Après elle -ma mère-, donc, le déluge. De son côté, cela ne va pas sans regret, mais elle se rassure en se persuadant qu’on trouvera bien quelque chose, une amélioration technique, pour changer le cours du réchauffement climatique. Je lui explique que c’est peu probable, elle ne m’écoute pas beaucoup ; alors je me dis qu’au fond, c’est bien ce qu’elle doit se dire, « après moi le déluge », et puis qu’elle a raison : après tout, lorsque l’humanité pâtira successivement de sécheresses et d’inondations, et que ça mettra en cause notre capacité à nous nourrir, elle ne sera plus là pour le voir. Et après moi alors ? Ah non, moi je ne suis pas comme ça, dis-je (parfois en regardant ma mère d’un air sévère). Je mange moins de viande, j’utilise moins de plastique, je m’habille d’occasion, etc… Ces petits gestes personnels, un peu trop personnels, qui me donnent bonne conscience sans empêcher le déluge d’arriver.

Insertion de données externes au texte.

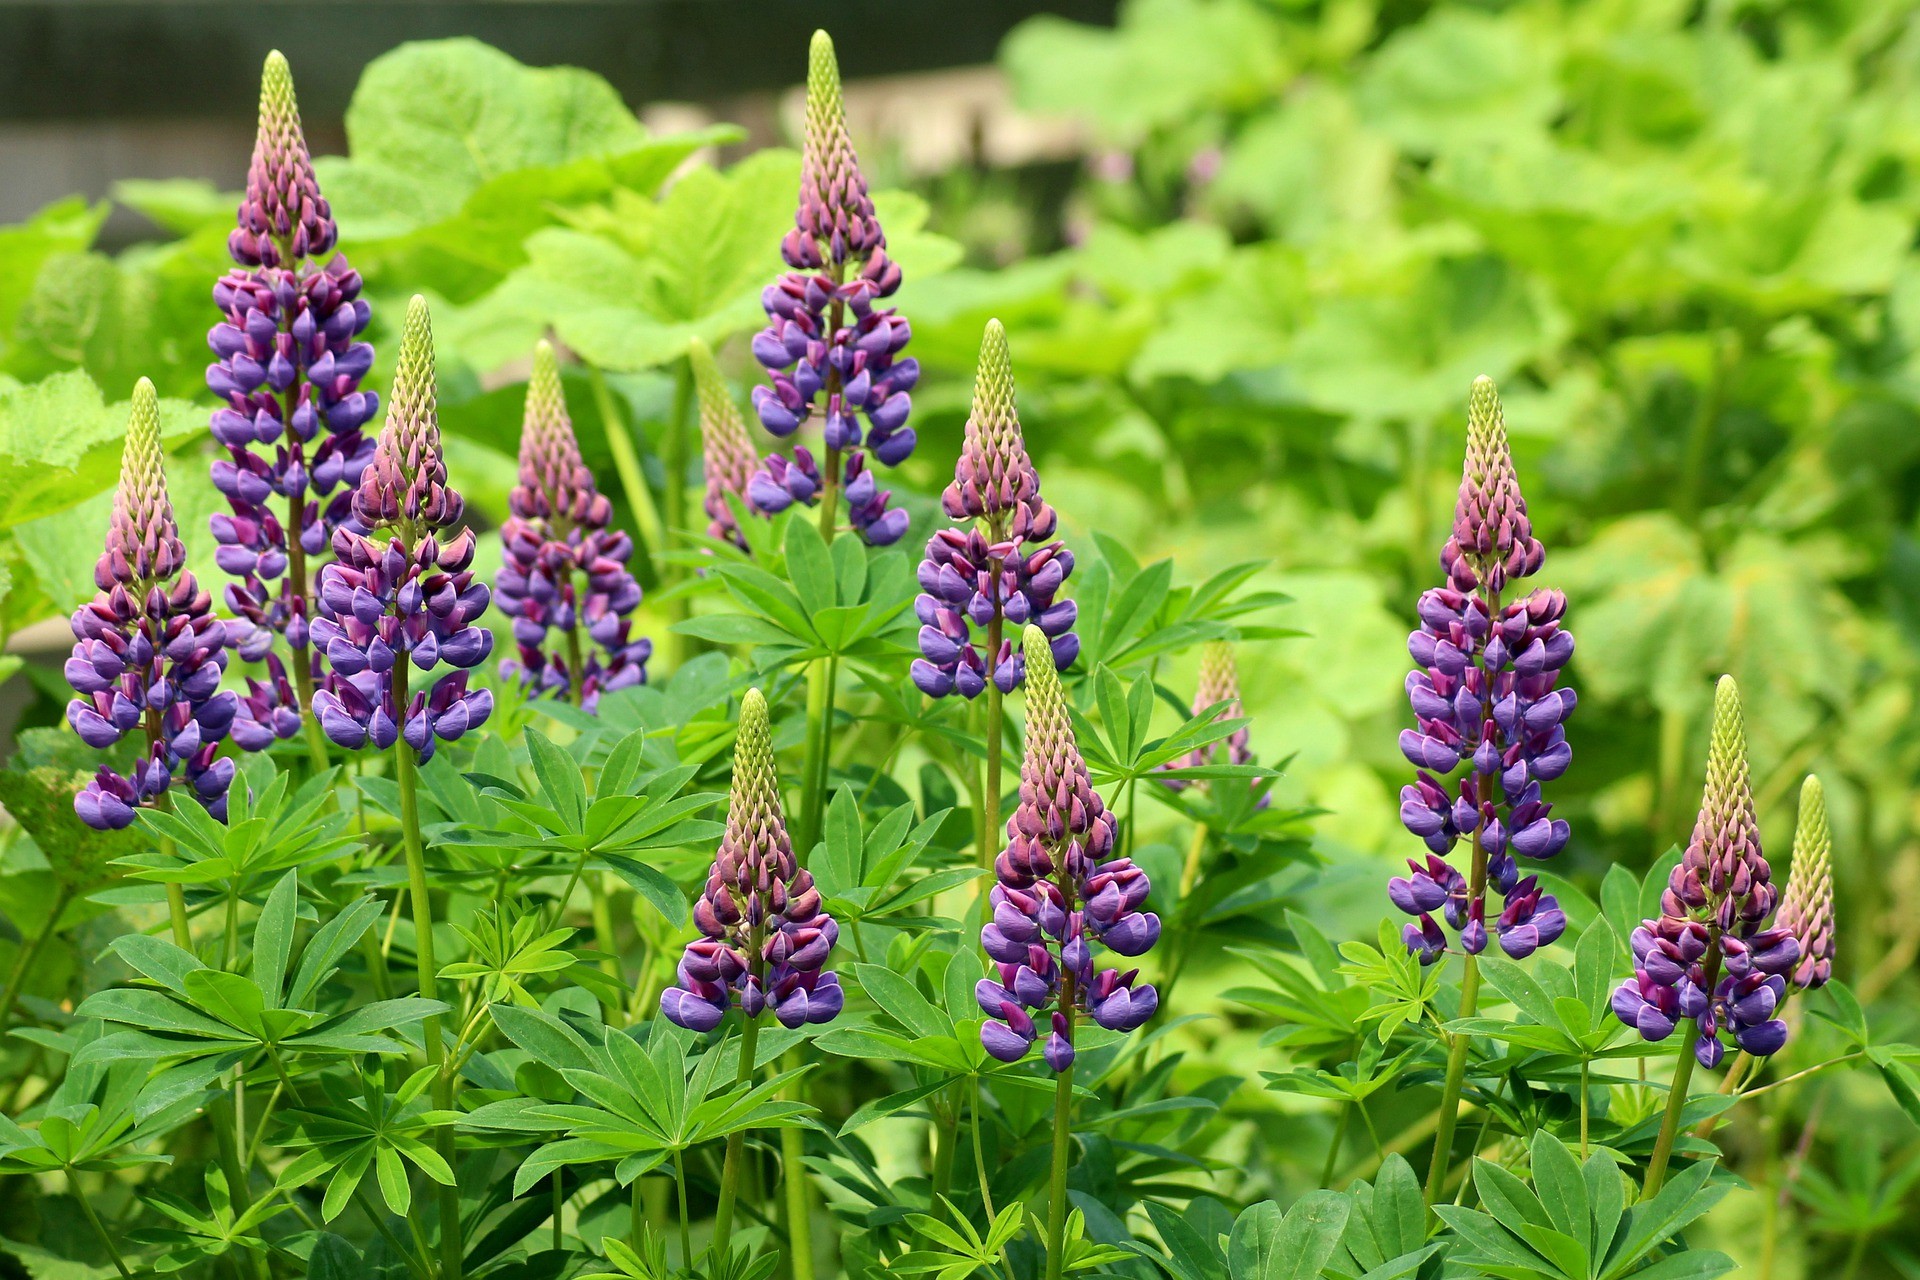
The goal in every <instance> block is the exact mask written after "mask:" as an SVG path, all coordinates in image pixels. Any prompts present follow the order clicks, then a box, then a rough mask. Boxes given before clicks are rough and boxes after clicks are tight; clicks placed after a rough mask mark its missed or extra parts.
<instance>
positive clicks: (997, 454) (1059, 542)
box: [912, 320, 1079, 699]
mask: <svg viewBox="0 0 1920 1280" xmlns="http://www.w3.org/2000/svg"><path fill="white" fill-rule="evenodd" d="M941 501H943V505H945V509H947V514H948V516H950V518H954V520H962V522H964V524H962V526H960V528H950V530H937V532H935V533H933V537H931V539H927V555H925V558H924V560H922V562H920V591H922V593H920V597H918V599H916V601H914V612H916V616H918V618H920V656H918V658H914V666H912V677H914V685H916V687H918V689H920V691H922V693H925V695H927V697H931V699H943V697H947V695H948V693H956V691H958V693H960V697H964V699H975V697H979V695H981V691H983V689H985V687H987V681H989V679H991V681H993V683H995V687H998V689H1000V693H1012V691H1014V689H1016V687H1020V681H1021V679H1023V677H1025V654H1023V652H1020V651H1016V649H1014V637H1012V633H1010V631H1008V624H1012V626H1014V628H1021V626H1025V624H1029V622H1031V624H1035V626H1039V629H1041V631H1043V633H1044V635H1046V639H1048V649H1050V652H1052V660H1054V668H1056V670H1064V668H1068V666H1073V660H1075V658H1077V656H1079V635H1075V633H1073V624H1075V622H1077V618H1079V606H1077V604H1075V603H1073V601H1062V599H1058V595H1060V587H1062V583H1066V580H1068V574H1071V572H1073V553H1071V551H1068V549H1066V545H1064V543H1060V541H1048V539H1052V535H1054V530H1056V528H1058V526H1060V516H1058V514H1054V509H1052V507H1048V505H1046V503H1044V501H1043V499H1041V476H1039V472H1035V468H1033V459H1029V457H1027V443H1025V438H1023V436H1021V430H1020V415H1018V413H1016V409H1014V365H1012V357H1010V355H1008V347H1006V330H1004V328H1002V326H1000V322H998V320H987V334H985V338H983V340H981V345H979V372H977V374H975V378H973V413H970V415H968V420H966V438H964V443H962V445H960V461H958V464H956V466H954V480H952V484H950V486H947V493H945V495H943V497H941Z"/></svg>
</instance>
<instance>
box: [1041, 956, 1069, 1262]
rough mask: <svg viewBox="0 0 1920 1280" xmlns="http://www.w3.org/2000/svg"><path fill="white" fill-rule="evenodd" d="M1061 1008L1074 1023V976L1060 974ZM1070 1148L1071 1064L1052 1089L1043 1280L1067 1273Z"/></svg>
mask: <svg viewBox="0 0 1920 1280" xmlns="http://www.w3.org/2000/svg"><path fill="white" fill-rule="evenodd" d="M1060 1007H1062V1009H1066V1013H1068V1027H1069V1031H1071V1023H1073V975H1071V973H1068V975H1062V1000H1060ZM1071 1146H1073V1063H1068V1069H1066V1071H1062V1073H1060V1080H1058V1082H1056V1086H1054V1165H1052V1174H1050V1178H1048V1186H1046V1280H1060V1276H1062V1274H1066V1263H1068V1257H1066V1251H1068V1249H1066V1242H1068V1148H1071Z"/></svg>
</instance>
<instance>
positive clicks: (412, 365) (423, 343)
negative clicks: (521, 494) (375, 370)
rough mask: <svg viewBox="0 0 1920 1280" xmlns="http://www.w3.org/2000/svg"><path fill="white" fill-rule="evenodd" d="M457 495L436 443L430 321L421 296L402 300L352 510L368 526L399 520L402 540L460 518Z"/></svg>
mask: <svg viewBox="0 0 1920 1280" xmlns="http://www.w3.org/2000/svg"><path fill="white" fill-rule="evenodd" d="M461 510H463V505H461V497H459V493H455V491H453V489H449V487H447V464H445V459H444V455H442V449H440V411H438V407H436V401H434V324H432V319H430V317H428V315H426V299H424V297H420V296H419V294H415V296H413V301H409V303H407V324H405V328H401V334H399V361H397V363H396V365H394V390H392V399H390V401H388V407H386V426H384V428H382V430H380V443H378V447H374V455H372V464H371V466H367V470H365V472H361V484H359V489H355V491H353V512H355V514H357V516H359V522H361V524H365V526H367V528H369V530H376V528H384V526H394V524H401V522H403V524H405V526H407V528H403V530H401V533H403V535H405V541H413V539H415V537H419V535H420V533H422V532H426V530H440V528H447V526H449V524H457V522H459V518H461Z"/></svg>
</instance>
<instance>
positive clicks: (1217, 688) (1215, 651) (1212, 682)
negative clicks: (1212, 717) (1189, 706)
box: [1194, 641, 1240, 714]
mask: <svg viewBox="0 0 1920 1280" xmlns="http://www.w3.org/2000/svg"><path fill="white" fill-rule="evenodd" d="M1238 700H1240V672H1238V668H1236V666H1235V662H1233V645H1231V643H1227V641H1208V643H1206V647H1204V649H1202V651H1200V685H1198V687H1196V691H1194V712H1196V714H1198V712H1204V710H1208V708H1213V706H1219V704H1221V702H1231V704H1238Z"/></svg>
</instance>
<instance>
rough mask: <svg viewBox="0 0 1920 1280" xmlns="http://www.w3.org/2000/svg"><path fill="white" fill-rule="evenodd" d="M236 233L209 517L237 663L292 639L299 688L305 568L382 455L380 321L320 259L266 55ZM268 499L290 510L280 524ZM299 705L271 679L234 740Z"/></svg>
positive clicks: (222, 287) (264, 731)
mask: <svg viewBox="0 0 1920 1280" xmlns="http://www.w3.org/2000/svg"><path fill="white" fill-rule="evenodd" d="M238 223H240V225H238V226H236V230H234V232H232V234H230V236H228V251H230V253H232V257H234V261H236V263H238V265H240V269H238V271H230V273H228V274H227V276H223V278H221V280H219V284H215V286H213V301H215V305H217V307H219V309H221V315H223V317H225V319H223V320H221V322H219V324H215V326H213V328H211V330H209V332H207V345H209V347H213V353H215V357H217V361H215V363H213V365H209V367H207V388H211V390H213V391H215V395H219V397H221V401H223V407H221V409H219V411H215V415H213V422H211V426H213V438H215V439H217V441H219V443H221V445H225V449H227V457H223V459H219V461H215V462H213V484H215V487H217V489H219V491H221V493H223V495H225V497H227V503H228V509H230V510H228V512H225V514H219V516H213V537H215V541H217V543H219V553H217V557H215V558H217V562H219V566H221V570H225V572H227V574H232V576H234V580H236V581H232V583H228V587H227V603H228V606H230V608H232V610H234V614H236V616H238V620H236V622H234V624H230V626H232V629H234V641H236V649H238V651H240V654H242V656H244V658H250V660H259V658H263V656H265V654H267V651H269V647H271V645H273V637H275V635H276V633H278V635H284V637H286V643H288V647H290V649H292V651H294V664H296V679H300V681H301V683H303V681H305V679H307V677H309V676H311V674H313V656H311V654H309V628H311V620H313V601H311V599H309V589H311V581H309V574H307V560H309V558H317V557H321V555H323V553H324V551H326V549H328V543H330V539H332V533H334V530H338V528H340V526H342V524H346V522H348V520H349V518H351V493H353V487H355V486H357V484H359V478H361V472H363V470H365V468H367V464H369V462H371V461H372V453H374V445H372V441H371V439H367V436H365V434H363V432H361V428H363V426H365V424H367V422H371V420H372V416H374V413H376V411H378V405H380V397H378V395H376V393H374V391H363V390H359V384H361V380H363V378H365V376H367V372H369V368H371V367H372V347H371V345H369V344H365V342H359V334H361V332H365V328H367V322H369V319H371V311H369V307H367V301H365V299H363V297H361V296H359V292H361V278H359V273H355V271H353V269H351V267H348V261H346V257H342V255H334V257H332V259H330V261H326V263H324V265H319V261H317V259H319V257H321V255H324V253H326V251H328V249H332V246H334V242H336V238H338V232H336V226H334V221H332V211H330V209H328V205H326V200H324V198H323V196H321V192H319V184H317V182H315V177H313V161H311V159H309V155H307V144H305V136H303V134H301V127H300V109H298V106H296V102H294V81H292V73H290V71H288V65H286V59H284V58H282V56H280V54H269V58H267V67H265V75H263V79H261V104H259V134H257V140H255V144H253V163H252V169H250V171H248V190H246V200H244V201H242V203H240V211H238ZM323 428H324V438H323ZM315 439H319V441H321V443H319V447H313V443H315ZM275 499H280V501H284V503H286V507H284V516H282V514H280V512H278V510H276V509H275V505H273V503H275ZM300 710H301V708H300V700H298V691H296V689H294V685H290V683H288V681H284V679H280V677H278V676H273V677H271V679H269V681H265V683H255V689H253V695H252V697H250V699H246V700H244V702H242V708H240V722H242V723H244V727H242V729H238V731H236V733H234V741H236V743H240V745H242V747H246V748H248V750H259V748H263V747H267V745H271V743H273V741H275V739H280V737H292V735H294V733H298V731H300V723H301V722H300Z"/></svg>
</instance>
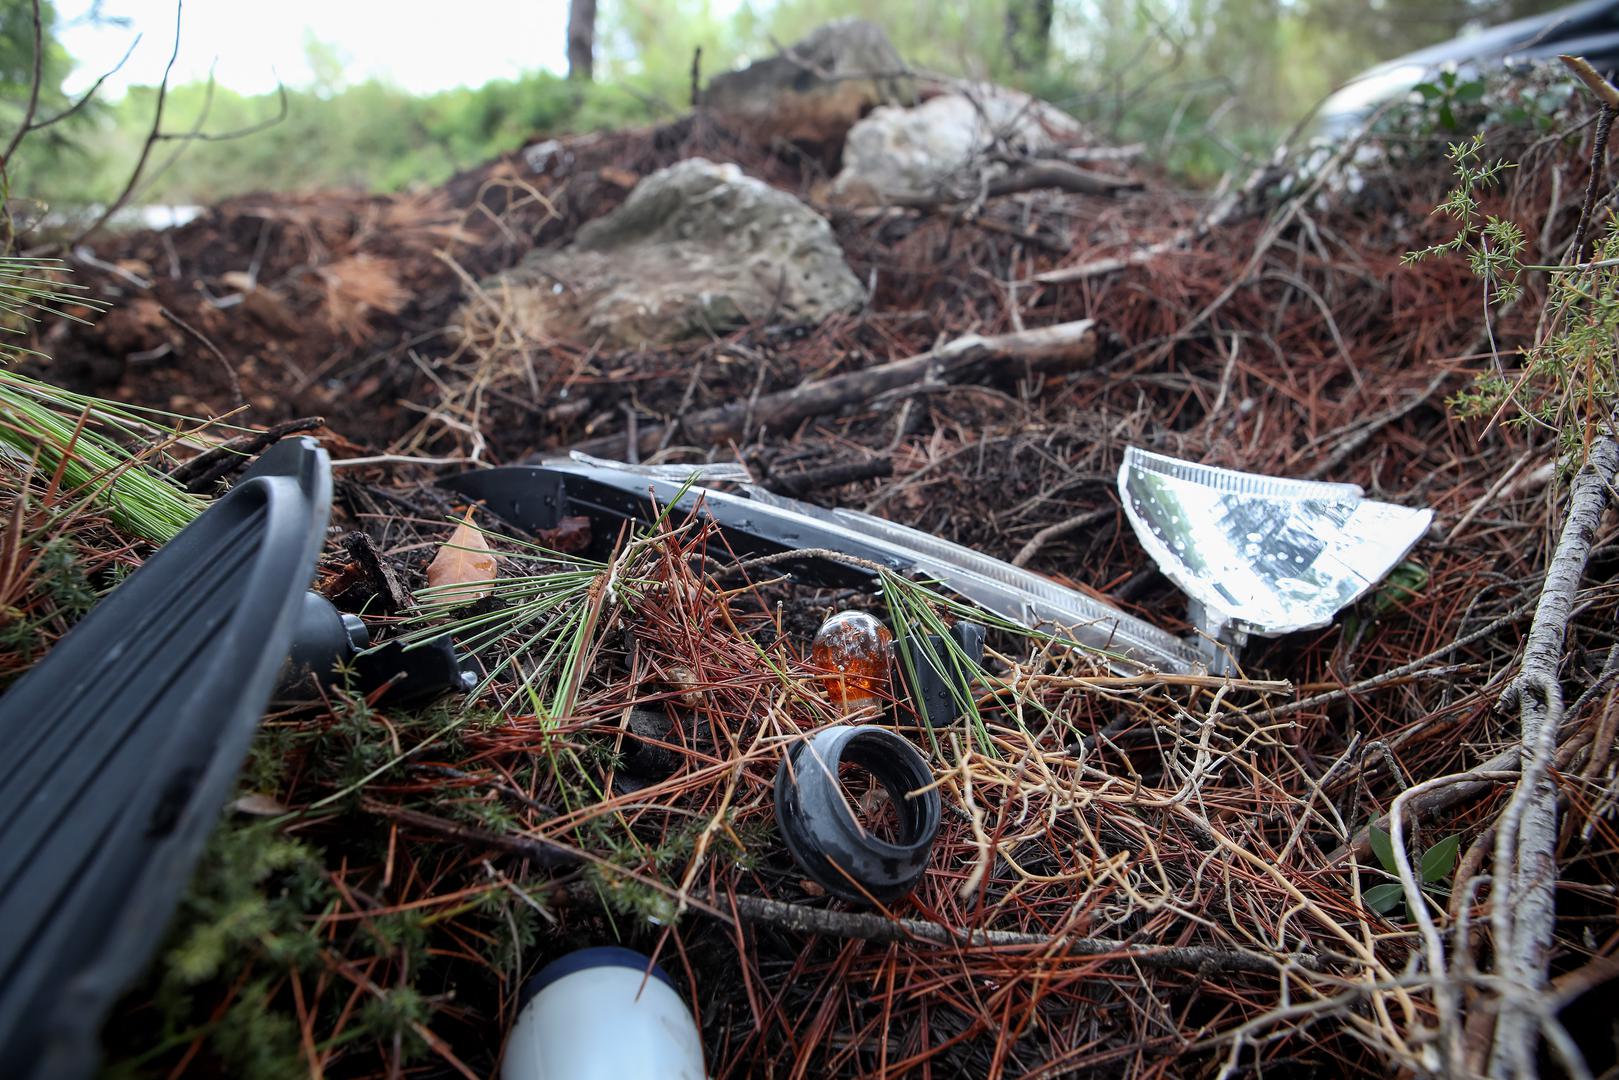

Comme beaucoup, je ne suis plus du genre « après moi le déluge » ; en revanche, je me demande si on n’est pas tous devenu, collectivement, du genre « après nous le déluge ». Je ne vois pas quel « nous » serait aujourd’hui à même d’éviter la catastrophe. Et cette plainte sur la communauté introuvable, mélancolique lorsqu’elle se présentait – à moi du moins- comme la nostalgie des partis ou des mouvements d’antan, prend aujourd’hui des accents tragiques. Pour donner voix à ma détresse – est-ce « l’anxiété climatique » dont commencent à parler les journaux ? – je me trouve, comme plein de gens, dans l’incapacité de faire groupe, et de construire une puissance collective capable d’éviter le désastre. Au contraire : plus le déluge se précise, et plus autour de moi les groupes susceptibles de l’éviter s’amenuisent ou disparaissent. L’urgent, sans doute, n’est pas de se rendre moralement impeccable vis-à-vis de la nature – comme le Noé du film-, ce qui confine souvent à la casuistique stérile. La question qui se pose, plus que jamais, est celle de l’action collective et des modalités de constitution du collectif.

Pour l’instant, j’ai découvert de drôles de manières de me consoler. Les arbres seront sans doute emportés par la sécheresse et les méga-feux ; les oiseaux disparaissent par milliers et millions ; même les hautes montagnes, sans la glace qui les cimente, sont susceptibles de s’effondrer. Alors je regarde plus haut, et je vois le ciel bleu et les nuages blancs, et les étoiles la nuit. Ca au moins, ça ne bougera pas trop. Puis un ami, amateur de documentaires scientifiques, me l’a assuré : dans 4 ou 5000 ans, la planète connaîtra une nouvelle ère glaciaire, et notre réchauffement climatique sera sans doute largement compensé. J’imagine qu’alors il n’y aura plus grand-chose, et que ceux qui auront survécu, des plantes, des animaux, des êtres humains, qu’importe, pourront à nouveau croître et se multiplier.

Et qui sait, après le déluge, il y aura peut-être quelqu’un qui sera à nouveau susceptible de dire « moi ».